In April 2006, Amazon’s S3 was unavailable for nearly 7h. Same thing happened in January 2007. For anyone using Amazon S3 as business outlet, this was most likely a serious business problem (similar to skype outage which we have seen in a last couple of days). But for those who would try to “get some justice” from Amazon over their system failure, there was a nasty surprise out there - the “Terms and Conditions” (read the fine print!):
“We further reserve the right to discontinue Amazon Web Services, any Services, or any portion or feature thereof for any reason and at any time in our sole discretion. Upon any termination or notice of any discontinuance, you must immediately stop your use of the applicable Service(s), and delete all Amazon Properties in your possession or control (including from your Application and your servers). Sections 3, 5, 8 - 12, any definitions that are necessary to give effect to the foregoing provisions, and any payment obligations will survive any termination of this Agreement and will continue to bind you and us in accordance with their terms.”

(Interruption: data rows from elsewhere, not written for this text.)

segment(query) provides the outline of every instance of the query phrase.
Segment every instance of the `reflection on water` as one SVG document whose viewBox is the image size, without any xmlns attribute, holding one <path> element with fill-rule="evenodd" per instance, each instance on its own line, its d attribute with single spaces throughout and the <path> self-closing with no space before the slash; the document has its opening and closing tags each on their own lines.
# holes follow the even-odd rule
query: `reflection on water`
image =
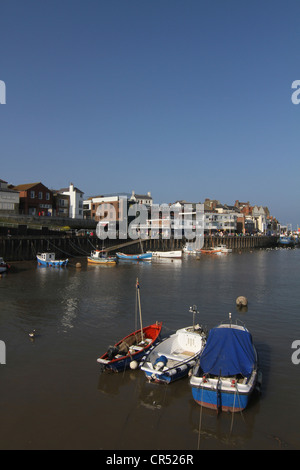
<svg viewBox="0 0 300 470">
<path fill-rule="evenodd" d="M 300 339 L 299 261 L 295 249 L 111 269 L 84 261 L 80 270 L 20 263 L 0 281 L 7 353 L 1 448 L 299 448 L 300 366 L 291 362 L 291 344 Z M 97 357 L 135 328 L 137 277 L 143 323 L 162 321 L 164 335 L 192 324 L 193 304 L 196 322 L 207 328 L 229 312 L 246 324 L 263 384 L 243 414 L 217 417 L 203 409 L 200 421 L 188 380 L 166 386 L 149 384 L 140 370 L 100 373 Z M 239 295 L 248 299 L 246 311 L 236 308 Z"/>
</svg>

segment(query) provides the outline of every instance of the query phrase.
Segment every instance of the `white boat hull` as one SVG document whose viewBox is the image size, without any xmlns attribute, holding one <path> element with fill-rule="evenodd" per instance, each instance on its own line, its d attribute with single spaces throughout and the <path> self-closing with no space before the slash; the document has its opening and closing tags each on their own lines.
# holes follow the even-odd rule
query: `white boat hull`
<svg viewBox="0 0 300 470">
<path fill-rule="evenodd" d="M 152 251 L 153 258 L 182 258 L 182 251 Z"/>
<path fill-rule="evenodd" d="M 201 354 L 206 335 L 202 329 L 182 328 L 159 343 L 141 365 L 150 382 L 169 384 L 188 375 Z"/>
</svg>

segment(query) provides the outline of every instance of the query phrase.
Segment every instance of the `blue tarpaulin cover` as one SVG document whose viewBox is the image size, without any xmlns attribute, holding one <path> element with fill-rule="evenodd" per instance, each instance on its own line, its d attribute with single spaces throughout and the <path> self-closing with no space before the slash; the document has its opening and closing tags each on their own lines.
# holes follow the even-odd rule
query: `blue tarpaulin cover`
<svg viewBox="0 0 300 470">
<path fill-rule="evenodd" d="M 213 328 L 200 358 L 204 374 L 249 377 L 256 362 L 251 334 L 236 328 Z"/>
</svg>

Reading such statement must have been kind of a shock for some - but nevertheless, even now there’s a lot of companies out there which will want to use Amazon as their business services provider - the question is, at what price?
I don’t want to say here that AWS is unreliable and you shouldn’t base your service on it. All I want to say is that one needs to think about risks it brings to your business. Can you suffer major several-hour downtime? If not, don’t base your core services on external services like AWS. Avoid putting all eggs into one basket and always push for fully redundant solutions. AWS in itself is not a bad engineering - in fact, its brilliant engineering. But like everything around us - it fails sometimes. Using AWS as ONE of the (many) resources (that you use) is much better way to use it than making it responsible for 100% of your web infrastructure… Are you using S3 as storage solution? Good, but don’t forget to make a second copy of all those files somewhere else as well. Using EC2 as your default scalability solution? Great, but have a “disaster” option (like 2nd, redundant server) somewhere else as well. When things will go nasty, you cannot trust people who say that you.. cannot trust them! (and that’s what they say in T’s and C’s of AWS - at least thats how it sounds for me!).